Hier geht es um das Leben im Dorf, aber auch in der Strenge einer christlichen Gemeinde, die aus meiner Sicht fast in die Nähe einer Sekte gerückt wird. Angenehmerweise wird diese von der Autorin jedoch nicht gebrandmarkt, nein, einfühlsam arbeitet sie den Zwiespalt heraus.
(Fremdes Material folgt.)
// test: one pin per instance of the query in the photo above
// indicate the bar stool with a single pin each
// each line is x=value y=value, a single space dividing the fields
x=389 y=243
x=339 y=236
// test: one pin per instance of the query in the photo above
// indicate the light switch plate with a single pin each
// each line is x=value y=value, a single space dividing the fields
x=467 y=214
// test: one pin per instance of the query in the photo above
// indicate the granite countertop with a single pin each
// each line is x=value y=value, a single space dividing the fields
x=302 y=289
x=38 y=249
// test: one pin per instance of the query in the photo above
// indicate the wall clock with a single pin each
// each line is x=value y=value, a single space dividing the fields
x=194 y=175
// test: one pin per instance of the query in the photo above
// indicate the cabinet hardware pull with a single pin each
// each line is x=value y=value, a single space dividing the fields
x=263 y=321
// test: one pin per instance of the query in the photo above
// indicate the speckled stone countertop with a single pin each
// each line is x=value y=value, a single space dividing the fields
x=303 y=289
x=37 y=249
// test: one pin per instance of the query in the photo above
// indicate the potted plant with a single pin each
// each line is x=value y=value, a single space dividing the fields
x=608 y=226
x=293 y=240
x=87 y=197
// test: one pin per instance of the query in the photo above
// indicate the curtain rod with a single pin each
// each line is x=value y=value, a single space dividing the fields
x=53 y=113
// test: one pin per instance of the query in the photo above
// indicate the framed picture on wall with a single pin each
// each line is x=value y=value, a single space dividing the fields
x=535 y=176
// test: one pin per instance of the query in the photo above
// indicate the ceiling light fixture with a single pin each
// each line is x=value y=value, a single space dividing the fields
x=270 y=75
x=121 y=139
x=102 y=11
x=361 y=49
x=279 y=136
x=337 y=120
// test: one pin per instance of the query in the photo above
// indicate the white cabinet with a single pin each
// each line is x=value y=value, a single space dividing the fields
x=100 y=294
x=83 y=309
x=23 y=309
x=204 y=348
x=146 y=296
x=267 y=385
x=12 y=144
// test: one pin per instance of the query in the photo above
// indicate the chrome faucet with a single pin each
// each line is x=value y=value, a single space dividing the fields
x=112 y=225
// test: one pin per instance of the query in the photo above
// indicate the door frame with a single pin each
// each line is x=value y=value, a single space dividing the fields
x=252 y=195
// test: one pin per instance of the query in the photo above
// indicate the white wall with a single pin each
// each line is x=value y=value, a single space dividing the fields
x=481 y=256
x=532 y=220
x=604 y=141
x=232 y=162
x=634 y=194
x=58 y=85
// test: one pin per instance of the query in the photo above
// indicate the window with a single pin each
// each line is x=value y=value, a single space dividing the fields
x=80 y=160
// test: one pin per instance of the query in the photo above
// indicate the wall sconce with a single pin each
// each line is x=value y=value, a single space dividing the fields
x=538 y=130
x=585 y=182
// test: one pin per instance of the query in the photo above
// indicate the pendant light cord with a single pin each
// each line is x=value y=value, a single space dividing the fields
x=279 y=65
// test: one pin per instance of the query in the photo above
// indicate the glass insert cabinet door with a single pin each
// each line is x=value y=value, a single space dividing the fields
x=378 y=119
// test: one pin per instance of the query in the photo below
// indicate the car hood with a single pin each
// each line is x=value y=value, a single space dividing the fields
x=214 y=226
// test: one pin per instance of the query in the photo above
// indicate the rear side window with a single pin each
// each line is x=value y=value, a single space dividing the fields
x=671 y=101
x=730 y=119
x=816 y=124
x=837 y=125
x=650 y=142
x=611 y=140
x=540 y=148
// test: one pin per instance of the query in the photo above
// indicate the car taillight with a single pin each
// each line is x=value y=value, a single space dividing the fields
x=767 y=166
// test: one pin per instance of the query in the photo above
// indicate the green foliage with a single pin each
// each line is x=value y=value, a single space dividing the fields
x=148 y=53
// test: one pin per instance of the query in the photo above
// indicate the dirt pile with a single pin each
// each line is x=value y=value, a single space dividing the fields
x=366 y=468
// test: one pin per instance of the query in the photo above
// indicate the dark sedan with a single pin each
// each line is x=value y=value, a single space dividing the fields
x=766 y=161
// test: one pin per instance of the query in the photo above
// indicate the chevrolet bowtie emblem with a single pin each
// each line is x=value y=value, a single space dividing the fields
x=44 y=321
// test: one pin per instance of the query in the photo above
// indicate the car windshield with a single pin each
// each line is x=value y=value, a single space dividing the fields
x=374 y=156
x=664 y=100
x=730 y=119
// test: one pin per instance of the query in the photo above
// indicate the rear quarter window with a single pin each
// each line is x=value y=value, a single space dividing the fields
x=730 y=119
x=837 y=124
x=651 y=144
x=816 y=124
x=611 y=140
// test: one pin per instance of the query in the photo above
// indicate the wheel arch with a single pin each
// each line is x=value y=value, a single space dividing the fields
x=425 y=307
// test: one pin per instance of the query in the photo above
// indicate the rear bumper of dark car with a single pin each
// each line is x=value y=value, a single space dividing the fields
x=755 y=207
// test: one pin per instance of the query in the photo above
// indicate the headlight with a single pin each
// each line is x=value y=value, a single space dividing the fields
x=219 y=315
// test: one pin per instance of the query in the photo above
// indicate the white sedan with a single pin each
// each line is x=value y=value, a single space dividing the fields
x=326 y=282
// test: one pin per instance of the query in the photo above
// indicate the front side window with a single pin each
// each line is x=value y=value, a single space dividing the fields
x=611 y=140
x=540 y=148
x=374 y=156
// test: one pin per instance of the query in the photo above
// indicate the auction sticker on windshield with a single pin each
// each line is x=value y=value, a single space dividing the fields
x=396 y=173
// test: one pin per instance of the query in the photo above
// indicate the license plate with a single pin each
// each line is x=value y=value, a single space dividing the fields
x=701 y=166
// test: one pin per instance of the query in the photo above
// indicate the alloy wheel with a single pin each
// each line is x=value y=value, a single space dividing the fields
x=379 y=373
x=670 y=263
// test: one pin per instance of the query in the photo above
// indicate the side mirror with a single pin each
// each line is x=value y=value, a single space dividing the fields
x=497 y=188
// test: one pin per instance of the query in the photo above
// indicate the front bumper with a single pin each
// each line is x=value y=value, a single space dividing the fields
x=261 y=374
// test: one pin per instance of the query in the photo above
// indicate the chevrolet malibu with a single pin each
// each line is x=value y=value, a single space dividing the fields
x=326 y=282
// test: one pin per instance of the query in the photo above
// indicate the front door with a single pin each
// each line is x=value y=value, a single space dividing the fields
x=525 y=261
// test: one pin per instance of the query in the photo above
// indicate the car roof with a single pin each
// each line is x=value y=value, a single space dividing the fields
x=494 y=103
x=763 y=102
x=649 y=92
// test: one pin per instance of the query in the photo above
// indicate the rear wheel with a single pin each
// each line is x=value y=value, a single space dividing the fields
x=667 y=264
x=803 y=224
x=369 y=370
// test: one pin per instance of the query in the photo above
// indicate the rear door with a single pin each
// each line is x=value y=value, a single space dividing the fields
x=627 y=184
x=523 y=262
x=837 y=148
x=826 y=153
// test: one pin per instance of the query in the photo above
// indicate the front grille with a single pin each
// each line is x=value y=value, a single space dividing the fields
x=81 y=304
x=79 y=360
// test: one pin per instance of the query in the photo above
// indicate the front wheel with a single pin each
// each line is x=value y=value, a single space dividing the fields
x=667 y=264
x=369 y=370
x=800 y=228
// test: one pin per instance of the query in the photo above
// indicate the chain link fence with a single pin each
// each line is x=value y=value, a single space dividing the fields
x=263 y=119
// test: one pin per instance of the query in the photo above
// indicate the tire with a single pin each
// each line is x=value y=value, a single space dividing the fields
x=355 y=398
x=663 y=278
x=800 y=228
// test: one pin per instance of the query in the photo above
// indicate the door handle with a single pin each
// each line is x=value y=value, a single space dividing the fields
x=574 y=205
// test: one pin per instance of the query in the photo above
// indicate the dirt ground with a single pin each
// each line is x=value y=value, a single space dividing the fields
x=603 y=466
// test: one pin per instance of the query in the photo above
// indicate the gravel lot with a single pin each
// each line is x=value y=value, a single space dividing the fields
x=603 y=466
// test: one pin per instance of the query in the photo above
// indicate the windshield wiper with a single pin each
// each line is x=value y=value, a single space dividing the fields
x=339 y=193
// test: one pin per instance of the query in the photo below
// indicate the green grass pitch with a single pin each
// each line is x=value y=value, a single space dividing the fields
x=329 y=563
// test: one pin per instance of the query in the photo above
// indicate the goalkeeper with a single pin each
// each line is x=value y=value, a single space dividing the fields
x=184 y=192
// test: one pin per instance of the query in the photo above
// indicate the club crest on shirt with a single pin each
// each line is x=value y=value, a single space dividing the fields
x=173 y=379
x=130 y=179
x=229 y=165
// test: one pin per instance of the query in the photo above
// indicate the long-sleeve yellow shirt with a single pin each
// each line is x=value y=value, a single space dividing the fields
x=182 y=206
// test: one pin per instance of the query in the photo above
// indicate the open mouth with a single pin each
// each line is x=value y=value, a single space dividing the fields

Insgesamt vermittelt dieser Krimi viele Eindrücke zum Leben im ländlichen Norwegen, dazu beinhaltet er auch Einblicke ins Familienleben, regelrechte Dramen. Abgesehen von einigen unlogischen "Hubbel" und dem aus meiner Sicht ein wenig übereilten und insgesamt unglücklichen Show-Down am Ende hat mir das Buch ganz ausgezeichnet gefallen und ich werde sicher noch "Totensommer", den ersten Band dieser Reihe, lesen. Und auf weitere Folgen freue ich mich auch sehr, denn mit Kajsa und Karsten hat Autorin Trude Teige ein durchaus untypisches Ermittlerpaar geschaffen, dem ich noch eine ganze Menge zutraue! Diese Reihe empfehle ich aus ganzem Herzen!